Where do you sell your products?

Mostly locally — we do a local Saturday farmers market. The edible dry beans, we sell some locally and some to a Colorado-based company that has a station 30 miles down the road. What we don’t use of our hay and corn goes to neighbors, especially people who want non-GMO. We pretty much market the livestock locally, except the sheep — they go to a livestock market in North Dakota. We slaughter the rest of the livestock ourselves for direct sale. Wheat and the other commodities are marketed to a grain elevator. It’s big corporate elevator now — used to be a coop, but no longer.

What are you doing on the farm this week?

Oh my. [overwhelmed sigh] Well, we hauled hay all day Sunday … today I’m making pickle relish and picking beans and cucumbers and watering my hoophouse, and working on fixing the baler — we had a major breakdown. In the midst of things, something always breaks down. And we’re expecting a house full of company later this afternoon. And we have a church group coming out for corn; they want something like 40 dozen ears of corn, so we’ll have to deal with that too.

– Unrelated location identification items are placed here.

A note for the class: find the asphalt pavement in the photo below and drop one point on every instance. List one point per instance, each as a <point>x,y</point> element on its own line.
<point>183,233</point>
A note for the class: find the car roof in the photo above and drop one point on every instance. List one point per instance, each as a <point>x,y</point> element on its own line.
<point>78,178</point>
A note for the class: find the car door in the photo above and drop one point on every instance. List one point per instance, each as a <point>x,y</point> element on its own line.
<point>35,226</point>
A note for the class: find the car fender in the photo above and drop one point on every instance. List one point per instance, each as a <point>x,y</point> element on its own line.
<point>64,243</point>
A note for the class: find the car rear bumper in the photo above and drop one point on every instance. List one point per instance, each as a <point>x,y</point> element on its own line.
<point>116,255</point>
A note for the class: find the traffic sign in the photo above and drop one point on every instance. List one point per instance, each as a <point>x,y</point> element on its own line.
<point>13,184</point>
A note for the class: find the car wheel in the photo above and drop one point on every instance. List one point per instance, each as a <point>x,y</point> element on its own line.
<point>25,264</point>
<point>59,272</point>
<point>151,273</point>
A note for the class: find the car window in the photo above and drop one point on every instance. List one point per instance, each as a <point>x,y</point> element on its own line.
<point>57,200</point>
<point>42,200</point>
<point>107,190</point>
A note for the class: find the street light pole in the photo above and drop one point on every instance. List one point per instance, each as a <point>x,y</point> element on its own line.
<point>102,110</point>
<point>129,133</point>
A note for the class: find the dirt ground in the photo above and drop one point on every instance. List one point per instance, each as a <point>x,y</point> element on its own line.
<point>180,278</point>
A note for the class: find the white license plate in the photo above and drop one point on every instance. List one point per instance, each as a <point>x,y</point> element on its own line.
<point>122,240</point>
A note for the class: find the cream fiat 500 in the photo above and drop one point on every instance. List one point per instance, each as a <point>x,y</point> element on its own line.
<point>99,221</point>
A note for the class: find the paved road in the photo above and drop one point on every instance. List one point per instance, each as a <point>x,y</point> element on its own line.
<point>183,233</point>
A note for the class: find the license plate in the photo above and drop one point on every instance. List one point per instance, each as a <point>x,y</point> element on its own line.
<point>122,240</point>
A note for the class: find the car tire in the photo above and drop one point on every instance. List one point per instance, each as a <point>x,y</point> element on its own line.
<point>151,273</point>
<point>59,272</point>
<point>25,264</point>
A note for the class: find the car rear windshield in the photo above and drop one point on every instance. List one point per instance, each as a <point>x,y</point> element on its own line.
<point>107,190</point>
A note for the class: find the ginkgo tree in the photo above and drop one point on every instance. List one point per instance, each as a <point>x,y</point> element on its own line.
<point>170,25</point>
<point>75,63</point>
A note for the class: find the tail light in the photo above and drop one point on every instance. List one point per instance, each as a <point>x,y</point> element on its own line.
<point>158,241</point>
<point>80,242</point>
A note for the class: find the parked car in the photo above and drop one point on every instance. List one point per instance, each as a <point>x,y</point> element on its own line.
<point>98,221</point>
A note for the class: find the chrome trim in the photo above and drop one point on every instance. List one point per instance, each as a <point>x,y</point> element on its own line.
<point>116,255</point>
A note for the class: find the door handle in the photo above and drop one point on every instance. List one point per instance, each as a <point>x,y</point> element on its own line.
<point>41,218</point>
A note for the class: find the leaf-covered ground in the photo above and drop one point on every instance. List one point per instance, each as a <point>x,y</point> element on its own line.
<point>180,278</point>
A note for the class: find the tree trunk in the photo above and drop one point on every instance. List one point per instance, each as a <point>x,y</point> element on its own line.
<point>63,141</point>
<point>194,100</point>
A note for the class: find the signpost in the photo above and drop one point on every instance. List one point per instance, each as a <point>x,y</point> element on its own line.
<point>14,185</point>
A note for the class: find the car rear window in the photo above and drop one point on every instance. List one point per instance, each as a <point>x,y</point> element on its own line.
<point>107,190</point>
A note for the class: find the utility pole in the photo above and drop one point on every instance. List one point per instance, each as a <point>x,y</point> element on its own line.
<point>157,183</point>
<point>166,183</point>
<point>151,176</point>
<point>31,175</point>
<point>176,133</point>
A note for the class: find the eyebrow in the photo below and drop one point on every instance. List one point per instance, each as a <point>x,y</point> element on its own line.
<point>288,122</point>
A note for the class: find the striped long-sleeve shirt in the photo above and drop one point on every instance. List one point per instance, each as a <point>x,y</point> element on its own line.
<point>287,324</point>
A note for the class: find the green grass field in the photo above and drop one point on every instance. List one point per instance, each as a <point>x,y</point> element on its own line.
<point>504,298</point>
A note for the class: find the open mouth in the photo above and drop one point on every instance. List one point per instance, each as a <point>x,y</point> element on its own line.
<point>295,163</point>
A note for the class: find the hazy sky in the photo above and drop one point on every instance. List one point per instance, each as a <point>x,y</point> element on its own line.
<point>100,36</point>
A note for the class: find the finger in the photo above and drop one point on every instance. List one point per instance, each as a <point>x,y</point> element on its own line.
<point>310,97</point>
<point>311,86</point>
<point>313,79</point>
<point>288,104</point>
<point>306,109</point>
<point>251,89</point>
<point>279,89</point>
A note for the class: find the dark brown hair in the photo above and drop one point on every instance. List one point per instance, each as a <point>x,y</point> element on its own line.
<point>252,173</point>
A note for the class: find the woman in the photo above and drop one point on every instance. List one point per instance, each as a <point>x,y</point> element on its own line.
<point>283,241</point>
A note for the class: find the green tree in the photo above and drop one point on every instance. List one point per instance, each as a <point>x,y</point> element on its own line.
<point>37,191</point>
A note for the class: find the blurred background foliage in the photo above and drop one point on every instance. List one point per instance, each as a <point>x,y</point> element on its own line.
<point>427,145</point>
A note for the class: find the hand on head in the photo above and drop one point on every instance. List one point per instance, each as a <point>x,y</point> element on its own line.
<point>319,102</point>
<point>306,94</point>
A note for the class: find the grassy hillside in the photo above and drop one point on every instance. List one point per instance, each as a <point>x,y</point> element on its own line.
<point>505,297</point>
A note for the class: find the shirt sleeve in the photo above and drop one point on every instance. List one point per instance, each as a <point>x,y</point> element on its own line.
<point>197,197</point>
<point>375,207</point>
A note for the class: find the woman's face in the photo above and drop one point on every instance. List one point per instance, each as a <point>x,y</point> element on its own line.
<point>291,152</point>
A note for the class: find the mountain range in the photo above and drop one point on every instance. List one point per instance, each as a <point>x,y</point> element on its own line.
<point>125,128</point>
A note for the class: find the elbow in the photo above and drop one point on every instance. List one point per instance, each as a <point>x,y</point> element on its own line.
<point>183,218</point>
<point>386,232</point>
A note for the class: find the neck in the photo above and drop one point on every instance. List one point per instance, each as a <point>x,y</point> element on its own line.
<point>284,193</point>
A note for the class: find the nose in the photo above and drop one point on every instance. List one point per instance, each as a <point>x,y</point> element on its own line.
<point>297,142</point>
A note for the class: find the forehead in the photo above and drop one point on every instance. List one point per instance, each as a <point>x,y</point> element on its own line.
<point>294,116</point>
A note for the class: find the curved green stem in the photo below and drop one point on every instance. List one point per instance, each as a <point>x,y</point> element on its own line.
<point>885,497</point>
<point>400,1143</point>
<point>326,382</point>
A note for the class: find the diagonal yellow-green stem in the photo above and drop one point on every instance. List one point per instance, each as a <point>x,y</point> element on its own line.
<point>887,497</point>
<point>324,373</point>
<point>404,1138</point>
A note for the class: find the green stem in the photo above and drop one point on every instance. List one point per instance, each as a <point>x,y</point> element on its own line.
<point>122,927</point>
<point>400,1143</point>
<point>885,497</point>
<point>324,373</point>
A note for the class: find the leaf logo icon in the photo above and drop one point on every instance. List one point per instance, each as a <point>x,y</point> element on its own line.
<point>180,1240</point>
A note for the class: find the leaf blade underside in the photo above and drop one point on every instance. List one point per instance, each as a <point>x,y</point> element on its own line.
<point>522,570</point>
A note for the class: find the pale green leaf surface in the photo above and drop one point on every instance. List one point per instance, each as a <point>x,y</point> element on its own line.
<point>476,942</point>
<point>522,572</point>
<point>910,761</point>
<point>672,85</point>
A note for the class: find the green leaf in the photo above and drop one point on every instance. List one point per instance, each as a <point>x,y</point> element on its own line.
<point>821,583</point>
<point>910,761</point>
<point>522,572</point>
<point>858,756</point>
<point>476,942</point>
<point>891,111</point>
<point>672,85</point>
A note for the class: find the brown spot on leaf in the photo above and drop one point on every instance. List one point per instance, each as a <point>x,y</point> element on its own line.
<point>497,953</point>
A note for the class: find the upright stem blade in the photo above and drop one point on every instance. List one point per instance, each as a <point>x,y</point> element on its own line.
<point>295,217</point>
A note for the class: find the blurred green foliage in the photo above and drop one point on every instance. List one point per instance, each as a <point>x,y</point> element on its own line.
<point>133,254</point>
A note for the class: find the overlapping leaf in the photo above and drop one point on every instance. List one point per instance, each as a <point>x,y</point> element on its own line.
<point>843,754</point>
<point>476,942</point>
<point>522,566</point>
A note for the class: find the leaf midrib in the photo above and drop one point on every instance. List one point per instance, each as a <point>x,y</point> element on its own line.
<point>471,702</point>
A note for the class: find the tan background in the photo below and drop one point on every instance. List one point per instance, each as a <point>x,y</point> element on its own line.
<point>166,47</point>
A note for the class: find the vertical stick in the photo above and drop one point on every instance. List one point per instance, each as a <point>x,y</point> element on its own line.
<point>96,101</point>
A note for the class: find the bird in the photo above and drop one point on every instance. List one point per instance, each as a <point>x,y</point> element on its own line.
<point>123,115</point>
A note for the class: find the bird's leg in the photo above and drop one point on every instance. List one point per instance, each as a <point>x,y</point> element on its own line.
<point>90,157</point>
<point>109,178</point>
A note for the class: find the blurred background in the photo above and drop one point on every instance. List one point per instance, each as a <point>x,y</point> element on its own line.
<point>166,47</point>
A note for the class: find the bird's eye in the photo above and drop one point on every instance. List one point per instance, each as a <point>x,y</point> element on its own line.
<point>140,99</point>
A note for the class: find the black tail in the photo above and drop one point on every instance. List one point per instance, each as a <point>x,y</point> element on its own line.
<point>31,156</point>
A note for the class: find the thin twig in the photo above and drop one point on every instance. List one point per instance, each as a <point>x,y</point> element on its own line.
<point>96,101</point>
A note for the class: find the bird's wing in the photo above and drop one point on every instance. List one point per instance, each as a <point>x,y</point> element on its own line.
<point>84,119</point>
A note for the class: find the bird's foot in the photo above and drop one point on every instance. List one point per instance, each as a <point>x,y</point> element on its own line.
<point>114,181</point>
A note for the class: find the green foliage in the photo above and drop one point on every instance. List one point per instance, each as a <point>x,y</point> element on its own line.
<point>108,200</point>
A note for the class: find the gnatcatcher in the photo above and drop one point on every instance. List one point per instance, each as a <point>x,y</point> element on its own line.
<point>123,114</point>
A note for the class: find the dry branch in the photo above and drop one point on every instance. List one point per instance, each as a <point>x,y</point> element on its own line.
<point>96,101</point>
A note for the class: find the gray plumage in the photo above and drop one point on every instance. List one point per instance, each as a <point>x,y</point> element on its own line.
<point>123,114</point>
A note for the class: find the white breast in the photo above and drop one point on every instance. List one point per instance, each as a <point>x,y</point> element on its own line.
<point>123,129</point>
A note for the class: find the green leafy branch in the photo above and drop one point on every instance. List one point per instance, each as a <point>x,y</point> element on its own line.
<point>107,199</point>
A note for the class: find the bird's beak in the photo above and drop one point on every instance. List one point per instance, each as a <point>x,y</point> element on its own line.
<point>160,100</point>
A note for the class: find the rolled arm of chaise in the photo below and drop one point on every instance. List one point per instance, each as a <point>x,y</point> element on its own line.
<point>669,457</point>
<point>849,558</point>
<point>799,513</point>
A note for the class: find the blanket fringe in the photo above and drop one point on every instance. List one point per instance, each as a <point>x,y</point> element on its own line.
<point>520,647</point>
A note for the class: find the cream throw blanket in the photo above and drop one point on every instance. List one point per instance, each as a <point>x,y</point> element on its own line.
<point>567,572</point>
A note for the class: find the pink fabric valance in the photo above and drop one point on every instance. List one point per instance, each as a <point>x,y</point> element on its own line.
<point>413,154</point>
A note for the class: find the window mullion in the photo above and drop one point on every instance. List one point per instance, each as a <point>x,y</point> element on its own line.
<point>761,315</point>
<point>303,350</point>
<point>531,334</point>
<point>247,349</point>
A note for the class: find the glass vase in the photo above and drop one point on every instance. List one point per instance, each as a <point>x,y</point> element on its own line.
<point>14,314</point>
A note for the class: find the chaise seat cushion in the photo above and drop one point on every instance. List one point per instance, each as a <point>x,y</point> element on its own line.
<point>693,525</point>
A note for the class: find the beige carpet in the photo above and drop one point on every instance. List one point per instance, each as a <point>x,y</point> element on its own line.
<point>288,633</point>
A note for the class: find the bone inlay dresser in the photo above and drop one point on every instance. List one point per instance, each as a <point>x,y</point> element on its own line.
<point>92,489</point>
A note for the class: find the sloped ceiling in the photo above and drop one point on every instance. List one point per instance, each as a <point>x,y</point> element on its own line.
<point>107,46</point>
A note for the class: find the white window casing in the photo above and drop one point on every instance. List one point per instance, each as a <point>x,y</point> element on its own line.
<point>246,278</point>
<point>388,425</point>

What ‘s hard about farming?

Planning. When there’s no such thing as any idea of what the prices are going to be, it’s pretty tough to make any kind of economic plans. You don’t know if you’re going to be a price taker — that’s for our surplus commodities, like extra beans and wheat that go to the elevator. So, not knowing what your income is going to be.

And the weather in the last five years has been horrible. We still haven’t had any rain. North Dakota has had about three inches — they’re getting all of our rain, I guess. [I’ve seen a change just in the last few years]: the last major hailstorm we had had was in 1989, and then last year, three major hailstorms in five weeks. Before that, it was the “untornado” and before that was 100-mile-an-hour winds that ripped off roofs and smashed windows and put two trees through the roof … and a few years before that, it was another high wind out of the south that took roofs off the barns again. That just never happened until recently. As well as the changes in rainfall.

So the last few years, we haven’t had crops, and not much for gardens — just a bit that recovered, but it takes a lot to recover from that kind of storms. For three years, we didn’t market any sweet corn, because it was destroyed by the hail, the untornado and high winds, so this year we’re being deluged by people wanting corn.

It’s hard not to know if you’re going to make enough of a living that your kids would want to take over. One of our kids desperately wants to come back, but his wife doesn’t. That’s been really hard for us. We have no idea what’s going to happen with the farm, like most of our neighbors. There are a couple of families that are lucky enough to have their children stay; we aren’t one of them. My seven-year-old grandson says, “Grandma, you take care of my farm; I’m coming!” But am I going to last twenty more years until he’s ready? I don’t know.

What do you love about farming?

Being able to take care of the land and make it healthier. Seeing what it produces. Having the kids be so in love with the place that when we pick them up at the airport, they say, “no, don’t stop for dinner, we want to get home to the farm right now.” We get home and they were immediately out in the barn to see all the animals and play in the garden…it’s like their own little Garden of Eden.

What do you wish people knew about what it takes to grow the food they eat?

I think they should come and have a turn. We hear people say, “oh, it must be so wonderful to be able to watch the sun rise and set …” like you’re doing nothing in between. I think people don’t understand the uncertainty of farming, and that if you didn’t love it, you wouldn’t be doing it. But sometimes it gets a little harder to love.

This interview has been edited for length and clarity.